03 Grossesse et thyroïde : pourquoi est-ce si important ?

Pendant les quatre premiers mois, le fœtus dépend entièrement des hormones thyroïdiennes maternelles pour le développement de son système nerveux. La T3 (et non la T4) traverse le placenta. Une femme sur cinq est infertile à cause d'une dysthyroïdie non diagnostiquée. L'ATA recommande une TSH inférieure à 2,5 mUI/L en préconception et au premier trimestre. Les cofacteurs thyroïdiens (iode, sélénium, zinc, tyrosine, fer) sont systématiquement à évaluer.

04 Le fer est-il dangereux pendant la grossesse ?

Le fer est indispensable mais sa supplémentation doit être encadrée. Le fer libre catalyse la réaction de Fenton, qui produit le radical hydroxyle HO*, le 2e oxydant le plus puissant de l'organisme. La catalase, le glutathion et la SOD protègent normalement contre cette oxydation. Curtay recommande de toujours associer le fer au magnésium et aux polyphénols, jamais à la vitamine C à fortes doses (qui catalyse l'oxydation). Le fer doit être pris au dîner, à distance du zinc et du calcium.

05 Quels aliments privilégier pendant la grossesse ?
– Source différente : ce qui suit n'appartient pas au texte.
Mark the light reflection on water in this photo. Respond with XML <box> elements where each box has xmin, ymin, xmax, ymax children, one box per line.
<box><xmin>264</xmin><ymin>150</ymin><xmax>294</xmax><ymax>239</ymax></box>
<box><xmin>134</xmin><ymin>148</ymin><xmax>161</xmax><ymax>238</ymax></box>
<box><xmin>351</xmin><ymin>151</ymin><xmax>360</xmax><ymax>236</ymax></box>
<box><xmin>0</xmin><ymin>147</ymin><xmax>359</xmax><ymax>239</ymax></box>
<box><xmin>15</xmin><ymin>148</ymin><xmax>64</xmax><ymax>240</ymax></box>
Protéines de qualité (1,4 g/kg/j, dont poissons gras 3x/semaine pour les oméga-3), abondance de légumes crus et cuits vapeur douce, fruits frais, huiles vierges première pression à froid (olive, colza, noix), graines (courge pour le zinc, lin broyées pour les oméga-3), algues modérément (iode), 3 noix du Brésil/jour (sélénium). Éviter les cuissons à haute température, l'alcool, le tabac, les poissons prédateurs (mercure) et les aliments ultra-transformés.